Wang Yaping, Zhang Sheng, Cao Ruofan, Xu Di, Fan Yuqi
Key Laboratory of Advanced Manufacturing and Intelligent Technology, Harbin University of Science and Technology, Harbin 150080, China.
School of Mechanical and Power Engineering, Harbin University of Science and Technology, Harbin 150080, China.
Entropy (Basel). 2023 Jun 1;25(6):889. doi: 10.3390/e25060889.
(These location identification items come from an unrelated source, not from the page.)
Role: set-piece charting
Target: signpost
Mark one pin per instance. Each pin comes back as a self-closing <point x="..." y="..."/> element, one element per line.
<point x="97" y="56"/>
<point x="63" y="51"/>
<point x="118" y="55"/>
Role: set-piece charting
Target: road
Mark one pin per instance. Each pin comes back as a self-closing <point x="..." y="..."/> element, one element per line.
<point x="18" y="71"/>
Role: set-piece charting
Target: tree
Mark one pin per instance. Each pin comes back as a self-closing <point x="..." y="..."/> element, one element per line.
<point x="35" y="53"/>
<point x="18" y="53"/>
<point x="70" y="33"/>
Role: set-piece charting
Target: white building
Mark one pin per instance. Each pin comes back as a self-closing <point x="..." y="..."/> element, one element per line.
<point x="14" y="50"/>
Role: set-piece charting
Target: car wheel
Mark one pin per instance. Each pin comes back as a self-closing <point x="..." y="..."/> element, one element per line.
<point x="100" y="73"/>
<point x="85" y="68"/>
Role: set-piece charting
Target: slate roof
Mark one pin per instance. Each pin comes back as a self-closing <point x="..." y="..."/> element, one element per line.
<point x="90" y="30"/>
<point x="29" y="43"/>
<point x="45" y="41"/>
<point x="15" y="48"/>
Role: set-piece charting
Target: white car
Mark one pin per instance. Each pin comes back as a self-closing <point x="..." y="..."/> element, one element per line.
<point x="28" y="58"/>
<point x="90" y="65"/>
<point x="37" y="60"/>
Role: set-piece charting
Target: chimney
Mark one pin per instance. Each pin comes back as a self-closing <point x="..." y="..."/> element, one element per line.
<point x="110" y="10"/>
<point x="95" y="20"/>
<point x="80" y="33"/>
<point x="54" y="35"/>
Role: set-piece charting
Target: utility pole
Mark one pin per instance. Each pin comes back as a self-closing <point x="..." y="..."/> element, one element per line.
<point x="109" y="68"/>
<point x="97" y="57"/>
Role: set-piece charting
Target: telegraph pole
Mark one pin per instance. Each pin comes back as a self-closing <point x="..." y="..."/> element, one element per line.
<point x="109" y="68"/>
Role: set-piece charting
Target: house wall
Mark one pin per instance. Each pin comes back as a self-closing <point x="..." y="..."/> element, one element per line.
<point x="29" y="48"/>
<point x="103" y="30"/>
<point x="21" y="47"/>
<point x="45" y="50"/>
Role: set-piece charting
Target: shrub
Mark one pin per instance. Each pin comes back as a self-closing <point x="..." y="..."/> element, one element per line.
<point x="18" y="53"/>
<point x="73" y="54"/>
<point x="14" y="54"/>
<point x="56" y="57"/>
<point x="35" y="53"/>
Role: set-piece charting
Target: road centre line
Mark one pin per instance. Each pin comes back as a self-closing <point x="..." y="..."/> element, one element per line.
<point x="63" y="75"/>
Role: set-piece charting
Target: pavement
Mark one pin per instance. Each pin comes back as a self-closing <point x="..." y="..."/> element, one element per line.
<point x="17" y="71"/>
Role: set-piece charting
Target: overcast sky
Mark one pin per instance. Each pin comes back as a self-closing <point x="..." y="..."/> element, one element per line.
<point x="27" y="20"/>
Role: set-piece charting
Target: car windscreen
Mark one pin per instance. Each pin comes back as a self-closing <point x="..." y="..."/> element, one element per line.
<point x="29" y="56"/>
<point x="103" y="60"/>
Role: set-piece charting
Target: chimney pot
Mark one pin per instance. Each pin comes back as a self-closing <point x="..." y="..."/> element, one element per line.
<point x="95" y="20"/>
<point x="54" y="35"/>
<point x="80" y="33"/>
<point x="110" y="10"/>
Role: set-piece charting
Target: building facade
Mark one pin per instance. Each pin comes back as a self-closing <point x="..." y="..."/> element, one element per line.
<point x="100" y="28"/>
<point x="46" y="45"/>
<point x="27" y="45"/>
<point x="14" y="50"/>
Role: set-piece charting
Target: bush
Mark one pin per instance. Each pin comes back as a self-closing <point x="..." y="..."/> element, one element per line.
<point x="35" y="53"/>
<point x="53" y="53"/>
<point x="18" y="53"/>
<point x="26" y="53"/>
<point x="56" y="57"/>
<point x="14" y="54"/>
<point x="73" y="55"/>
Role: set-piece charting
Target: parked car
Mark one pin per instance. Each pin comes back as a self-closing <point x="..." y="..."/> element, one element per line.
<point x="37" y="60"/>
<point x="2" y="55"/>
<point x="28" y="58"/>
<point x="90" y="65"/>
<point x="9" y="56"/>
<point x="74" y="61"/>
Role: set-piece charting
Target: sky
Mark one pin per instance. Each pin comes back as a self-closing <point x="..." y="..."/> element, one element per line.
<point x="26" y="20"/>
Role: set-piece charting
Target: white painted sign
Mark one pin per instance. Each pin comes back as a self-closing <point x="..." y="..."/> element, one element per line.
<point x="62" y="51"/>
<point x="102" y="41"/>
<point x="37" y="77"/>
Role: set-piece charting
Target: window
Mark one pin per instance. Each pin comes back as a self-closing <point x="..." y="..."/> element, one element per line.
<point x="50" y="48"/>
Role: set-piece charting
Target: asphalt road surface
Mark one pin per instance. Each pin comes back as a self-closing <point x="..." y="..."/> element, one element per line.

In complex industrial environments, the vibration signal of the rolling bearing is covered by noise, which makes fault diagnosis inaccurate. In order to overcome the effect of noise on the signal, a rolling bearing fault diagnosis method based on the WOA-VMD (Whale Optimization Algorithm-Variational Mode Decomposition) and the GAT (Graph Attention network) is proposed to deal with end effect and mode mixing issues in signal decomposition. Firstly, the WOA is used to adaptively determine the penalty factor and decomposition layers in the VMD algorithm. Meanwhile, the optimal combination is determined and input into the VMD, which is used to decompose the original signal. Then, the Pearson correlation coefficient method is used to select IMF (Intrinsic Mode Function) components that have a high correlation with the original signal, and selected IMF components are reconstructed to remove the noise in the original signal. Finally, the KNN (K-Nearest Neighbor) method is used to construct the graph structure data. The multi-headed attention mechanism is used to construct the fault diagnosis model of the GAT rolling bearing in order to classify the signal. The results show an obvious noise reduction effect in the high-frequency part of the signal after the application of the proposed method, where a large amount of noise was removed. In the diagnosis of rolling bearing faults, the accuracy of the test set diagnosis in this study was 100%, which is higher than that of the four other compared methods, and the diagnosis accuracy rate of various faults reached 100%.
在复杂的工业环境中,滚动轴承的振动信号被噪声所掩盖,这使得故障诊断不准确。为了克服噪声对信号的影响,提出了一种基于鲸鱼优化算法-变分模态分解(WOA-VMD)和图注意力网络(GAT)的滚动轴承故障诊断方法,以解决信号分解中的端点效应和模态混叠问题。首先,利用鲸鱼优化算法自适应地确定变分模态分解算法中的惩罚因子和分解层数。同时,确定最优组合并输入到变分模态分解中,用于分解原始信号。然后,采用皮尔逊相关系数法选择与原始信号相关性高的本征模态函数(IMF)分量,并对所选的IMF分量进行重构以去除原始信号中的噪声。最后,使用K近邻(KNN)方法构建图结构数据。利用多头注意力机制构建图注意力网络滚动轴承故障诊断模型,对信号进行分类。结果表明,应用该方法后,信号高频部分有明显的降噪效果,去除了大量噪声。在滚动轴承故障诊断中,本研究中测试集诊断的准确率为100%,高于其他四种对比方法,各种故障的诊断准确率均达到100%。